People visit the booth of Huawei at the Cairo ICT expo in Cairo, Egypt, on Nov. 17, 2024.
China's open-source drive is gaining fresh momentum, as a growing number of domestic tech firms step up efforts to make their self-developed technologies publicly available-a trend that analysts said is crucial for building an independent, transparent, and collaborative innovation ecosystem in the era of artificial intelligence (AI).

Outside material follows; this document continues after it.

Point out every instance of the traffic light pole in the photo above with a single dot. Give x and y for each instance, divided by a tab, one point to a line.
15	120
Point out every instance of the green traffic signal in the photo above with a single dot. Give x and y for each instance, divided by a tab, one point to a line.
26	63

In the latest move, technology giant Huawei on Tuesday announced the full open-source release of its Ascend AI hardware enablement framework, known as CANN, along with its Mind series of application enablement suites and development toolkits, according to a news release posted on the company's website.
The move aims to empower developers with greater autonomy for in-depth optimization and customized development, accelerating innovation across the developer community and making the Ascend ecosystem more robust and user-friendly, noted the release.
Just a day earlier, smartphone maker Xiaomi officially open-sourced its MiDashengLM-7B, a self-developed audio large language model that achieved state-of-the-art results across 22 public benchmark datasets, the company said in a statement on its Weibo account.
The back-to-back announcements add fresh impetus to China's open-source drive, which will be crucial for building a resilient and self-sustaining AI innovation ecosystem amid intensifying global competition, and advancing shared progress in technology worldwide, veteran telecom industry analyst Ma Jihua told the Global Times on Tuesday.
Huawei's announcement was made during the Ascend Computing Industry Summit held in Beijing on Tuesday, where Rotating Chairman Eric Xu said that computing power remains at the core of Huawei's AI strategy.
At the summit, Huawei and a group of industry partners, academic institutions, and research organizations jointly launched a new initiative to co-develop the CANN open-source ecosystem, in a bid to pool industry strength to build an innovative Ascend ecosystem, per the release.
Standing for Compute Architecture for Neural Networks, CANN is a heterogeneous computing architecture developed by Huawei for AI scenarios. It is designed to bridge the gap between upper-layer AI frameworks and lower-level processors and programming environments, serving as a key platform to enhance the computing efficiency of Ascend AI processors.
By open-sourcing it in full, Huawei is offering developers deeper access to optimize AI workloads and build custom applications, further enhancing the Ascend ecosystem's adaptability and scalability, according to Ma.
In recent years, Huawei has open-sourced several of its core self-developed software platforms, including the OpenHarmony operating system, openEuler, OpenGauss database, MindSpore AI framework, and CarbonData for big data and middleware.
Xiaomi's MiDashengLM-7B is another notable addition to China's rapidly expanding portfolio of open-source large language models. The company said in Monday's statement that it will be widely applied across scenarios such as smart cockpits and smart homes, enabling more precise and seamless interaction.
Other major players, including Alibaba, are ramping up their efforts. In late July, the e-commerce and cloud giant unveiled Qwen3-Coder, an open-source AI coding model under its Tongyi Qianwen family, demonstrating strong performance in code generation. This model ranks among the top open-source models globally, according to Science and Technology Daily.
The surge in open-source initiatives reflects a broader push by China to bolster the country's software infrastructure and enhance self-reliance in technological innovation.
In a recent meeting with industry participants, officials from the Ministry of Industry and Information Technology stressed the need to enhance China's open-source infrastructure and accelerate the development of a national-level AI open-source community.
The ministry previously highlighted the steady advancements of China's open-source ecosystem, with a wave of new projects launched by technology companies, including the Cangjie programming language, Galaxy auto operating system, and Wenxin large language models.
As China's open-source community matures, the interplay among tech giants, start-ups, academia, and regulators will be key to shaping the next generation of foundational software and AI models that underpin the country's long-term digital transformation, Ma said.